Unter Ballaststoffen versteht man faserreiche Inhaltsstoffe, welche überwiegend in pflanzlichen Nahrungsmitteln vorkommen. In tierischen Produkten finden wir sie praktisch nicht. Hauptsächlich handelt es sich bei Ballaststoffen um verknüpfte Zuckermoleküle, die von unserem Verdauungssystem nicht oder nur unzureichend verarbeitet werden können. Allein aufgrund dieser Tatsache wurde ihr Nutzen für uns immer wieder kritisiert. Doch obwohl sie selbst wenig zu unserer primären Ernährung beitragen, sind Ballaststoffe enorm wichtig für unsere Verdauung – und somit alles andere als unnötiger „Ballast“.

 

Wir wirkt sich eine ballaststoffreiche Ernährung auf unseren Körper aus?

Ballaststoffe lassen sich in zwei Kategorien aufteilen: wasserlösliche und -unlösliche. Beide haben unterschiedliche Eigenschaften, doch beide sind für unseren Körper wichtig. Unlösliche Ballaststoffe, wie zum Beispiel Zellulose, binden Wasser an sich und quellen im Darm auf. Das erhöht das Stuhlvolumen und garantiert einen schnelleren Weitertransport im Verdauungstrakt. Das beugt Obstipation, umgangssprachlich Verstopfung, vor. Wasserlösliche Ballaststoffe, etwa Pektine oder Inulin, ziehen ebenfalls Wasser an, werden dann aber von Bakterien zerlegt. Damit bieten sie der Darmflora einen reichen Nährboden, was die Verdauung ebenfalls unterstützt.

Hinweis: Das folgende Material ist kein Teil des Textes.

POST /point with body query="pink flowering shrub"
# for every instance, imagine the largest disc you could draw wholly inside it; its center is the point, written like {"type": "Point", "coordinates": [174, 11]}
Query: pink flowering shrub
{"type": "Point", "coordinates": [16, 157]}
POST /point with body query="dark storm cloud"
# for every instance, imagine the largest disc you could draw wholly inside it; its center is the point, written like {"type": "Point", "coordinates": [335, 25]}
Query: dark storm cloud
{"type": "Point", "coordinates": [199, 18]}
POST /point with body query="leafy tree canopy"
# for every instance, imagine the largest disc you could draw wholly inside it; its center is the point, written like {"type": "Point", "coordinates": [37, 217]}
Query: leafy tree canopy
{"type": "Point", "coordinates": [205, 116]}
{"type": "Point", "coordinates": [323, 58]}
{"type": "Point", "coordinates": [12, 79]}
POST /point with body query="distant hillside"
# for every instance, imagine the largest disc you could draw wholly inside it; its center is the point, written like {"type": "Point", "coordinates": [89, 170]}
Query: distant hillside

Ballaststoffe haben jedoch nicht nur Auswirkungen auf die Verarbeitung unserer Nahrung. Durch ihre vielseitigen Eigenschaften helfen sie auch auf andere Weise, uns gesund zu halten.

Da Ballaststoffe im Magen aufquellen, verdicken Sie den Speisebrei, was zu einem länger anhaltenden Sättigungsgefühl führt. Die Faserstoffe helfen somit Übergewicht vorzubeugen, weil wir schneller satt sind und somit insgesamt weniger essen. Wer abnehmen möchte, sollte sich daher besonders ballaststoffreich ernähren.

Die Zuckerketten bewirken ebenfalls, dass der Blutzuckerspiegel langsamer ansteigt und somit weniger Insulin freigesetzt wird. Für Menschen mit Diabetes ist eine Ernährung, die reich an Ballaststoffen ist, wichtig und gesundheitsfördernd. Dass das Risiko, die Zuckerkrankheit zu bekommen, durch ballaststoffreiche Kost gesenkt werden kann, ist bisher noch nicht abschließend belegt. Jedoch zeigten Studien, dass vor allem Vollkornprodukte einen gewissen, schützenden Effekt mit sich bringen.

Besser belegt ist hingegen, dass eine ballaststoffreiche Ernährung das Risiko von Darmkrebs und Herz-Kreislauf-Erkrankungen eindämmt. Über Umwege können Ballaststoffe sogar den Cholesterinspiegel leicht senken.

 

Ballaststoffreiche Kost: Diese Nahrungsmittel helfen Ihnen bei einer gesunden Ernährung

Ballaststoffe finden sich hauptsächlich in pflanzlichen Produkten. Um Ihre Ballaststoffzufuhr zu steigern, empfiehlt es sich also, mehr Getreide, Gemüse und Obst zu essen. Bei Getreideprodukten wie Brot, Reis oder Nudeln wählen Sie am besten die Vollkornversion, denn die meisten Ballaststoffe stecken in den Randschichten der Körner. Auch zu empfehlen sind vor allem Hülsenfrüchte wie Bohnen oder Linsen, aber auch Gemüse wie Schwarzwurzel, Artischocken oder diverse Kohlsorten. Bei Obst können Sie eigentlich nichts falsch machen. Egal, ob Äpfel, Birnen oder Pfirsiche: Alle enthalten wertvolle Ballaststoffe.

Wenn Sie Ihre Ballaststoffzufuhr steigern möchten, sollten Sie dies allerdings erst einmal langsam angehen, vor allem, wenn Sie bislang nicht allzu viele Ballaststoffe zu sich nahmen. Ihr Verdauungstrakt braucht eine Weile, um sich an die Umstellung Ihrer Ernährung zu gewöhnen. Übertreiben Sie es, kann es schnell zu einem unangenehmen Völlegefühl, Blähungen und anderen Beschwerden kommen. Lassen Sie sich also Zeit und testen Sie Ihre Grenzen. Wenn Sie zu Anfang empfindlich reagieren, sollten Sie Kohl und Hülsenfrüchte etwas reduzieren und vorerst mit anderem Gemüse vorlieb nehmen. Auch können Sie statt Vollkornbrot erst einmal von Weiß- auf Roggenmischbrot umsteigen.